So, today in the morning we received this entry in our syslog server:
Feb 27 17:15:58: %STACKMGR-4-STACK_LINK_CHANGE: Stack Port 1 Switch 2 has changed to state DOWN
Feb 27 17:15:58: %STACKMGR-4-STACK_LINK_CHANGE: Stack Port 2 Switch 3 has changed to state DOWN
naturally, we get the feeling that the stack link went to down. but why and how? these questions remain un-answered. Further reading in to CIsco documentation. it showed that the only reason it could happen is for faulty connection. usually a bad cable. To confirm that the link is down we used the following commands
Switch#show switch detail
Switch# Role Mac Address Priority State
*1 Master 0019.e71f.6a80 10 Ready
2 Member f4ac.c14e.3100 1 Ready
3 Member 04fe.7fc5.2980 3 Ready
Stack Port Status Neighbors
Switch# Port 1 Port 2 Port 1 Port 2
1 Ok Ok 2 3
2 Down Ok None 1
3 Ok Down 1 None
As it can be seen, one link is indeed is down. and since we are using cross connection (full redundant connection) the stack did not break.

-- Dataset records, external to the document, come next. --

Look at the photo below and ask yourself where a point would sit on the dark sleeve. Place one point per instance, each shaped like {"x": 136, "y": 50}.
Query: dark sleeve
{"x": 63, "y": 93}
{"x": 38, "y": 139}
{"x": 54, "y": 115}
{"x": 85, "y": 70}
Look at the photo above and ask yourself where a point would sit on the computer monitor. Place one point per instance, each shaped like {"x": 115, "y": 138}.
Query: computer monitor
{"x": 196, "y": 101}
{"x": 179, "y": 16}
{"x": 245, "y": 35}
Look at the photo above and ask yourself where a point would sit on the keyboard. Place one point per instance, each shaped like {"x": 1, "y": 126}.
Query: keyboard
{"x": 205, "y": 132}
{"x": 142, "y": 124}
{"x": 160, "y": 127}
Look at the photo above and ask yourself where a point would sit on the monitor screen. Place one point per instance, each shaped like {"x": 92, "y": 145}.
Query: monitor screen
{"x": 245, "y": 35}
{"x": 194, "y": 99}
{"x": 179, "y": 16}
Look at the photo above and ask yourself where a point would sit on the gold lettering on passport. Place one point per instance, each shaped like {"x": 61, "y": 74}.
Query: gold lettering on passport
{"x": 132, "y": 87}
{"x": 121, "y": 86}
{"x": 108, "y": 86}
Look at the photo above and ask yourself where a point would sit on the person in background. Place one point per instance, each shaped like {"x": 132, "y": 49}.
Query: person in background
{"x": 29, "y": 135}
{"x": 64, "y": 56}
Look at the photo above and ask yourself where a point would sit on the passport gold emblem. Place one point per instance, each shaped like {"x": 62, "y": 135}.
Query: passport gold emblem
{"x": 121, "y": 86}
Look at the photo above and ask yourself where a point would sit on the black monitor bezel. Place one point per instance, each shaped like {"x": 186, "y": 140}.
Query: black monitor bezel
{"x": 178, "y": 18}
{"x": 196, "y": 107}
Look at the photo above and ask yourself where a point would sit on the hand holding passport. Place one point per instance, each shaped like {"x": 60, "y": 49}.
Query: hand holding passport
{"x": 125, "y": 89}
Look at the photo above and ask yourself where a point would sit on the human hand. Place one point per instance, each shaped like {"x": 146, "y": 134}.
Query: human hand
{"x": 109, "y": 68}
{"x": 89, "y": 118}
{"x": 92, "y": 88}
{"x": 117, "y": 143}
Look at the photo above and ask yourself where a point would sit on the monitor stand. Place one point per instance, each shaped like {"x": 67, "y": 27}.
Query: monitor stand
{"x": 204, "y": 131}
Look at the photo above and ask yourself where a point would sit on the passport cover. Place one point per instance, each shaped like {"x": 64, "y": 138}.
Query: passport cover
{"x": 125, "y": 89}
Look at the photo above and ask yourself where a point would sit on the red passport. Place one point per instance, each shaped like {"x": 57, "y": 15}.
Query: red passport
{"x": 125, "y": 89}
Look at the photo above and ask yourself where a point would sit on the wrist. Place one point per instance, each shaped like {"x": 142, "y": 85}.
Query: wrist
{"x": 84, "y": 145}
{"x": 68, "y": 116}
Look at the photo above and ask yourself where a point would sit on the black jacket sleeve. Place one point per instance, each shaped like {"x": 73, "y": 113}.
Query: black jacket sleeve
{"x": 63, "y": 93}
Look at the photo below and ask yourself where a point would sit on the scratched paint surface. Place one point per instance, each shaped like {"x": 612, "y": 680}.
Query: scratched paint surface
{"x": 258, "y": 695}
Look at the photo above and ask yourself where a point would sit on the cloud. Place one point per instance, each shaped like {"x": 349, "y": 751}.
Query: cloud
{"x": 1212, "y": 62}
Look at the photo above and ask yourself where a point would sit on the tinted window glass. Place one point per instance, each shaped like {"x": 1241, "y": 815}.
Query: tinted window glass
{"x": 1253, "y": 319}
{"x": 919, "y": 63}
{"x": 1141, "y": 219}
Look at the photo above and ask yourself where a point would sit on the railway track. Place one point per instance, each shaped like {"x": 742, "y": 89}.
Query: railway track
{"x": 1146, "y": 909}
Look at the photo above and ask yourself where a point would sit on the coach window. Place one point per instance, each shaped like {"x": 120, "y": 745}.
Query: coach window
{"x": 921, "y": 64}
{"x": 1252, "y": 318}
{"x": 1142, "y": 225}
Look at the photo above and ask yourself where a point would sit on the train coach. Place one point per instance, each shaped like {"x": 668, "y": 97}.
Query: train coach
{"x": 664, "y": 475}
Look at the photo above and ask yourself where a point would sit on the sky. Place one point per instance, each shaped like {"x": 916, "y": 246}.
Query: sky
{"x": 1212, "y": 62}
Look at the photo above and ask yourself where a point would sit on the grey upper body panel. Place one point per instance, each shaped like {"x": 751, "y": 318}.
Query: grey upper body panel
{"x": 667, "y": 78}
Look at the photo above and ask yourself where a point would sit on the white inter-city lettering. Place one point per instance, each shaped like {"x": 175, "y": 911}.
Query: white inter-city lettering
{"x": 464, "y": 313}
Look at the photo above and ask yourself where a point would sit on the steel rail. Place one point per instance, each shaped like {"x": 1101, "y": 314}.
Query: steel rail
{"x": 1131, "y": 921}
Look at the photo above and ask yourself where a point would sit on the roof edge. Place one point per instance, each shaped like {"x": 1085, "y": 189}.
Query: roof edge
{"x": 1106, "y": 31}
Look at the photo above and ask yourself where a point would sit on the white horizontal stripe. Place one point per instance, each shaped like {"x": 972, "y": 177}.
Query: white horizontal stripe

Which is functioning right now.
We are investigating on how to fix the issue without causing the switches to reboot or any downtime. even 5 mins is critical for this server, since it is connected in our server farm.
We set up a test bed with two 3750 switches, going to do all possible testings before we even try to fix the current Live setup. all findings will be posted.